Em reportagem do jornal El Cronista, o economista Daniel Schteingart, da Fundar, estimou que a taxa de pobreza passou de 38,7% no primeiro semestre de 2023 para 55,7% no mesmo período deste ano.
— A perda de rendimentos afetou todos os setores sociais e variou entre 20% e 30% — acrescenta o economista do Cedlas.
Incerteza e preocupação
Com um grupo minoritário no Congresso, Milei conseguiu aprovar a Lei Básica no final de junho, e esta vitória, que permitirá a implementação de reformas em matéria fiscal, privatizações e poderes excecionais ao chefe de Estado pelo período de um ano , foi celebrado quase como um plebiscito sobre a viabilidade do governo.
Na verdade, conseguir o sinal verde de um Congresso que depende de alianças e negociações foi um enorme desafio para o presidente, superado após algumas derrotas.
O risco de uma crise de governação foi temporariamente afastado, mas agora surgem expectativas sobre o que Milei fará com este triunfo legislativo, num país que deverá terminar o ano com uma queda do PIB na ordem dos 3,5% e onde a fome e a fome a pobreza se espalha.

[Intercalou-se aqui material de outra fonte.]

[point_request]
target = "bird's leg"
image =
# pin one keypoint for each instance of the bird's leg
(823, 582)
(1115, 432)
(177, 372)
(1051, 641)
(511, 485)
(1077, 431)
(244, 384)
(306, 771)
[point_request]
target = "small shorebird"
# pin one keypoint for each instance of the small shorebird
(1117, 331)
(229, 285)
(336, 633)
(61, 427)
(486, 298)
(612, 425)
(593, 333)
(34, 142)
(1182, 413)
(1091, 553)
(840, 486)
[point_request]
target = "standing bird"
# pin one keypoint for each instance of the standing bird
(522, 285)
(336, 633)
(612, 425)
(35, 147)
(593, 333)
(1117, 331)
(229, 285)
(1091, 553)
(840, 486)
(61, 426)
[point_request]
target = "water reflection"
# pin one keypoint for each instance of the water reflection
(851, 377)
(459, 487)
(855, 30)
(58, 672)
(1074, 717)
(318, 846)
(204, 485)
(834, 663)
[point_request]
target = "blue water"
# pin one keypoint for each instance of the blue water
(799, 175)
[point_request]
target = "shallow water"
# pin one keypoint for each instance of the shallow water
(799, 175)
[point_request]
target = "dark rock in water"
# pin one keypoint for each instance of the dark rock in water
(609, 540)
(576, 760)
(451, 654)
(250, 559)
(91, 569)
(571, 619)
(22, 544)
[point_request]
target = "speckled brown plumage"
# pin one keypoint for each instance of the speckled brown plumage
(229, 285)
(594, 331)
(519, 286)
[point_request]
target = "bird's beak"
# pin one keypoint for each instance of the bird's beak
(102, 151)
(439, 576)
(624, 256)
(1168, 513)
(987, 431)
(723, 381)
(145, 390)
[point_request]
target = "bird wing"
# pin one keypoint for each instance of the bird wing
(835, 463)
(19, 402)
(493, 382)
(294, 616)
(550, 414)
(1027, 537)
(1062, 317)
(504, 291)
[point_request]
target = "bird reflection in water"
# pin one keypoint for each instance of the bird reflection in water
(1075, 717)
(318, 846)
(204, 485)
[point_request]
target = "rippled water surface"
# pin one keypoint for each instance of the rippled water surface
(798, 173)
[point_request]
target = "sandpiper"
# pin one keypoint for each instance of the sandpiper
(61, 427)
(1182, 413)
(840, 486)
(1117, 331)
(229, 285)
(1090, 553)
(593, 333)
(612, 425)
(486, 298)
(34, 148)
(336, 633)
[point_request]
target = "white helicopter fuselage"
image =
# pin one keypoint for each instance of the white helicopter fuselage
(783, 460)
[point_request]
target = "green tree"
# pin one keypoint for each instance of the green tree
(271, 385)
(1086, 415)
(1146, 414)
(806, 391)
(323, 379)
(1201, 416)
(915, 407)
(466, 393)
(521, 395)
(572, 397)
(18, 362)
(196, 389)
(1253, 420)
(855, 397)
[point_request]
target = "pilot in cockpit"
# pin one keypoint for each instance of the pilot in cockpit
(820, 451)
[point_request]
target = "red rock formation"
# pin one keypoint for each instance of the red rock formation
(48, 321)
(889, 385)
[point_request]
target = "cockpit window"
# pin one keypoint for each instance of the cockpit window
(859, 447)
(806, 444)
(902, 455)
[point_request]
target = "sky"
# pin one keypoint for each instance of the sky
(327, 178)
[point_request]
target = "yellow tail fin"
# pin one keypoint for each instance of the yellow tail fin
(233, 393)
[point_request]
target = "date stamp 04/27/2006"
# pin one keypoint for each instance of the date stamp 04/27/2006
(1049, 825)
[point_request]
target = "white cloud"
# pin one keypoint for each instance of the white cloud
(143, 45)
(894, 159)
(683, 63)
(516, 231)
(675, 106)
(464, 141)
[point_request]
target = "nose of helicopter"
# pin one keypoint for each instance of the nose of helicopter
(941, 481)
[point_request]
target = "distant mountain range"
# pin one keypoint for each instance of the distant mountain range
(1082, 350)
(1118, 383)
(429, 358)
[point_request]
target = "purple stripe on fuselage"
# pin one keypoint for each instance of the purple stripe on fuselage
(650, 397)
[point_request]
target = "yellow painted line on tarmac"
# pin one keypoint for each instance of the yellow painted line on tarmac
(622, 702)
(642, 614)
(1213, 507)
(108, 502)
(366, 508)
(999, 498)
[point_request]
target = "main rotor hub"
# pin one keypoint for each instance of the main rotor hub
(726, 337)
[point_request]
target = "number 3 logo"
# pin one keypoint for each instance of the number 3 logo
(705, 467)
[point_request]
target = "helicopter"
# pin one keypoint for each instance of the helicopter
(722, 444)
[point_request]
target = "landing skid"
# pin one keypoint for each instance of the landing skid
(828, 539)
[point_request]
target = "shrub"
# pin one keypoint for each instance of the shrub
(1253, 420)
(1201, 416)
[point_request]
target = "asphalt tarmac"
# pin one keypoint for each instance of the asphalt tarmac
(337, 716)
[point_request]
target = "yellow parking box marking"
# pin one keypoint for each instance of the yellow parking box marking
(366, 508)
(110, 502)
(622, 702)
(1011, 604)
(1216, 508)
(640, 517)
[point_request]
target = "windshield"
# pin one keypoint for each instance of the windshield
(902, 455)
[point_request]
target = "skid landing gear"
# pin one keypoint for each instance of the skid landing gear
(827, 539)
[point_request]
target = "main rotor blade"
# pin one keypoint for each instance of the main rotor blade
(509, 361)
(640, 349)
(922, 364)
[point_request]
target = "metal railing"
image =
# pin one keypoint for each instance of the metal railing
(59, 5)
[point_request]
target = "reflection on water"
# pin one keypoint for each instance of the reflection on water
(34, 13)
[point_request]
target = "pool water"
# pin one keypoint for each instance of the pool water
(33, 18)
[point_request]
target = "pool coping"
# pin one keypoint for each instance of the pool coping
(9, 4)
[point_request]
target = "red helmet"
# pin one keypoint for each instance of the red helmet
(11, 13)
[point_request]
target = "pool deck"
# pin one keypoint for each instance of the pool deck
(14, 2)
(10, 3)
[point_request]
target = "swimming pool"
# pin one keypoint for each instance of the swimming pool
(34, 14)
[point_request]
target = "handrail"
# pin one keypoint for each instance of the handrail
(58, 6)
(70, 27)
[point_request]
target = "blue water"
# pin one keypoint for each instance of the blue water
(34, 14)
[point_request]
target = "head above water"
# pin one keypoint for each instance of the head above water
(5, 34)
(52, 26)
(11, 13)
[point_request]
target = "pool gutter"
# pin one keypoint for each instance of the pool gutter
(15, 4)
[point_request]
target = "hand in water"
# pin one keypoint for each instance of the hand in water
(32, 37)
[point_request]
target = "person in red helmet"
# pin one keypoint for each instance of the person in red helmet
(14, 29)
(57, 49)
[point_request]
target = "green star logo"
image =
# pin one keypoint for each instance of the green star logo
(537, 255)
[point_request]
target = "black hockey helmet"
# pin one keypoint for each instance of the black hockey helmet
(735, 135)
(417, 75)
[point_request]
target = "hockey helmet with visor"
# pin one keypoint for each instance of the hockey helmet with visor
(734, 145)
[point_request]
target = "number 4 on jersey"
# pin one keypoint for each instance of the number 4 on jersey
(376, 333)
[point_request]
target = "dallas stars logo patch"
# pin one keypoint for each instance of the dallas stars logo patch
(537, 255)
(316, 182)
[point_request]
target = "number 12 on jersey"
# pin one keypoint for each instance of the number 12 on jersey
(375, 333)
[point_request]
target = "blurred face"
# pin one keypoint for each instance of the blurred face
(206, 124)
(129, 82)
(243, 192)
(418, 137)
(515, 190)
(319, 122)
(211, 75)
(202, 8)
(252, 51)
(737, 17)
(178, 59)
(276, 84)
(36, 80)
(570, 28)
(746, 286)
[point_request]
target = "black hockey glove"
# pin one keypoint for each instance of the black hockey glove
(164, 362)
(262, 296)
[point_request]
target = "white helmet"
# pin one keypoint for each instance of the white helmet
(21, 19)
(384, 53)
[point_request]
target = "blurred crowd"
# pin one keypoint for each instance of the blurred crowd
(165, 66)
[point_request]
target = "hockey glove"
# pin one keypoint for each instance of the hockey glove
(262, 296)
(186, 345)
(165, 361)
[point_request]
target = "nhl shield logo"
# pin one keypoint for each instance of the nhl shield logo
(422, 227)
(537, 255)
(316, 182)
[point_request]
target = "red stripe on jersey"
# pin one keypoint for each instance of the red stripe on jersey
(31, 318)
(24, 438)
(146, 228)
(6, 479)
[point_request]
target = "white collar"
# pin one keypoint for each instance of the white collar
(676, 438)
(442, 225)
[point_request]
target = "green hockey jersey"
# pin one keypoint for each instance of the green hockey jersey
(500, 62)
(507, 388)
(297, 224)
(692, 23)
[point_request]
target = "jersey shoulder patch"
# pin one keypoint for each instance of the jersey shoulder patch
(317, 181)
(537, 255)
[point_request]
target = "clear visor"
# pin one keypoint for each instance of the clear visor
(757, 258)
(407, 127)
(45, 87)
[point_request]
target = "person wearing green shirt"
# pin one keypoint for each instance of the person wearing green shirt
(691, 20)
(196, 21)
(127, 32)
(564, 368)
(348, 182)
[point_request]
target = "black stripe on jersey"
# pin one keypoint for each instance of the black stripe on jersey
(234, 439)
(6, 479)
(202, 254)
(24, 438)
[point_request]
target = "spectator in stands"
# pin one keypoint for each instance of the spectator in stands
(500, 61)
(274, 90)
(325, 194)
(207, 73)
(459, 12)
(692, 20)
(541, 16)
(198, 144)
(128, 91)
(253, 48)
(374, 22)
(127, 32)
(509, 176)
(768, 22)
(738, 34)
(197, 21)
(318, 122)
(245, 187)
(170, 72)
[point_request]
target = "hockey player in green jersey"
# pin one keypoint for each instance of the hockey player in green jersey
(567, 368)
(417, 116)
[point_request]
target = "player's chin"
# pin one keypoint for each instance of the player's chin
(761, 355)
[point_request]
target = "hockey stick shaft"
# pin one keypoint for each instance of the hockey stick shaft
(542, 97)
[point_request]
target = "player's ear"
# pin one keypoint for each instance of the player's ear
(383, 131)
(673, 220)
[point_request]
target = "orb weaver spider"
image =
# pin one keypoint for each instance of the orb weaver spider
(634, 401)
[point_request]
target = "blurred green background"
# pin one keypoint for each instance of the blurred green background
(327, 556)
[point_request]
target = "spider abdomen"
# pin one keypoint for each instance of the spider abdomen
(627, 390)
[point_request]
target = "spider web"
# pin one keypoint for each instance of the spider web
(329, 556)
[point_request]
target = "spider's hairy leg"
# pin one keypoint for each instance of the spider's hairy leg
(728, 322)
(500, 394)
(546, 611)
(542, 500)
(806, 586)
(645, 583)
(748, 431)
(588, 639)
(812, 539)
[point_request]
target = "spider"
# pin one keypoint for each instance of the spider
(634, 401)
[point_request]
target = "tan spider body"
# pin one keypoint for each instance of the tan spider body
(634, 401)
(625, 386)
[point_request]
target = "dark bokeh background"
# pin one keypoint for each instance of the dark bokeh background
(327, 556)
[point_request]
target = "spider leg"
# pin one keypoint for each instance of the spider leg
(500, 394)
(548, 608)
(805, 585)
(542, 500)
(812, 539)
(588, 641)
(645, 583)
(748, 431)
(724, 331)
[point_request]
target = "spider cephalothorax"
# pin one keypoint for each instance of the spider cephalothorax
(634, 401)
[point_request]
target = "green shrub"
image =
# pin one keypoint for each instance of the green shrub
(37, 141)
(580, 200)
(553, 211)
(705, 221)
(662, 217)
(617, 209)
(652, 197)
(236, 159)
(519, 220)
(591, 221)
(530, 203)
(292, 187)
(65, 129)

Na Casa Rosada, comentam os jornalistas que cobrem o governo, prevalece um clima de preocupação sobre as demandas que surgirão após a aprovação da lei, especialmente da sociedade.
O presidente não poderá culpar os seus antecessores pela crise por muito mais tempo, e membros do Gabinete, segundo os mesmos jornalistas, admitem em conversas informais o receio de uma possível erosão da imagem de Milei caso os resultados não sejam apresentados a curto prazo. e médio prazo.
— Há incerteza na sociedade e nos mercados em relação aos próximos passos da Milei. Não está claro qual é o plano dela daqui para frente, por exemplo, em termos de câmbio — afirma o analista Patricio Talavera, da Universidade Nacional de Buenos Aires (UBA).
O governo está sob pressão para acelerar a desvalorização do peso — e assim aumentar a competitividade dos produtos argentinos no exterior — e liberar o chamado cepo, medida que limita as operações no mercado de câmbio.
— A mensagem daqueles que apoiaram a Lei Básica é clara: querem resultados rápidos. O discurso sobre o legado recebido do governo kirchnerista perderá força — prevê Talavera.
Segundo o analista, Milei tem mais alguns meses de tolerância social e política e, depois disso, “ele será seu próprio herdeiro, e então saberemos qual é a sua verdadeira força”.